The Boston Red Sox have a fan base and teams that create memories unlike most sports teams. Often, the two inform and feed off the other. Herb Crehan’s The Impossible Dream 1967 Red Sox: Birth of Red Sox Nation (2016, Summer Game Books) celebrates the 50th anniversary of one of those greatest collaborations, which was so memorable it spawned a team name for the history books and launched an identity for those on the sidelines that persists to this day.
Coming in to the 1967 season the Red Sox had little to look forward to. Mired in the second division since 1959, the team had some great young players like Carl Yastrzemski, Jim Lonborg and Tony Conigliaro but had not been able to see it translate to any sort of success in the standings.
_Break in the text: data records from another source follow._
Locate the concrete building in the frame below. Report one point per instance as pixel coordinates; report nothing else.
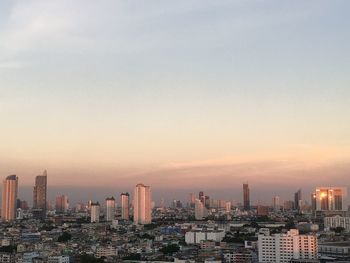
(200, 210)
(337, 221)
(246, 196)
(62, 203)
(196, 236)
(142, 204)
(110, 208)
(281, 248)
(95, 212)
(9, 198)
(125, 205)
(39, 195)
(58, 259)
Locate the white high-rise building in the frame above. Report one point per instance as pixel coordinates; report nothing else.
(200, 210)
(95, 212)
(110, 208)
(337, 221)
(124, 200)
(281, 248)
(142, 204)
(9, 198)
(276, 203)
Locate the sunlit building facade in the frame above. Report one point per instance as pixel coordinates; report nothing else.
(110, 208)
(9, 198)
(142, 204)
(125, 205)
With rookie manager Dick Williams at the helm there wasn’t necessarily an expectation that was going to change overnight. As it turned out, that was wrong because Boston went on to win 92 games (many in an exceedingly exciting fashion) and took the heavily favored St. Louis Cardinals to seven games in the World Series before finally conceding the end of their magical season.
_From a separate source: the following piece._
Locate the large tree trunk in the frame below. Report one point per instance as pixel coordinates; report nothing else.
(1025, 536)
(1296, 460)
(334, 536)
Crehan pivots back and forth from detailing the season and highlighting 13 of the most memorable figures from the 1967 team—from what they did that year to how their career and lives turned out afterwards. From the MVP performance from Yaz to the iron man exploits on the mound of Lonborg, the squad is rife with stories both good and bad. It was such an exciting year that fans were driven to a frenzy, which have remained a strong force ever since.
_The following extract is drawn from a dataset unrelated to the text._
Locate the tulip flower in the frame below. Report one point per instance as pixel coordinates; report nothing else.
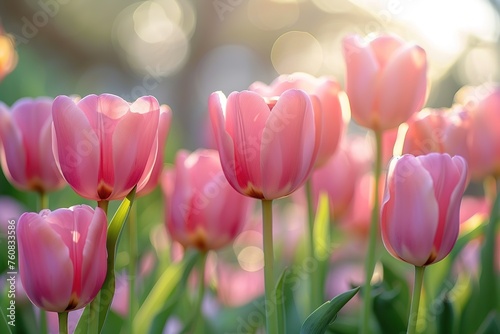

The fiery Williams ruled the team absolutely but was not always successful in reaching his players. The weight struggles (and confidence) of players like George Scott and Joe Foy impacted their play on the field but somehow did not become issues that derailed the success of their teammates. Williams was blunt if nothing else, and his methodology and the way it worked (or didn’t) in such cases were major storylines that season.
Second baseman Mike Andrews was a nice player but was never a star. Nevertheless, he was a major contributor in 1967 and went on to have a lasting impact in the Boston community through his work with the Jimmy Fund Charity.
Undoubtedly the biggest story on that year’s team was when star outfielder Conigliaro was hit in the face during a game by a pitch and went on to miss the rest of the season and all of 1968. Once looking like a potential future Hall of Famer, the 23 year-old suffered diminished vision, and while he had a couple of productive years upon his return, he was never the same again and out of baseball by the time he was 30. Crehan lingers on the “what might have been” with the slugger, who passed away at the age of 45—his life snuffed out too soon much like his baseball career.
The writing style of The Impossible Dream is formulaic in a baseball book sense. An aggregation of statistics, interviews and follow up are all staples of the genre. That being said there is a reason why they are used so often, and the author does a good job here of combining everything into a cohesive narrative.
It’s hard to believe that the 1967 Boston Red Sox are turning 50 this year. The iconic team is one of few to gain such lofty status in history despite not winning it all at the end. This was due to the combination of dynamic and memorable players, and story lines that captivated a fan base in such a way that they would never be the same again. An impossible dream, indeed!
Disclaimer: I was provided with a free copy of this book, but received no payment or other consideration for this review.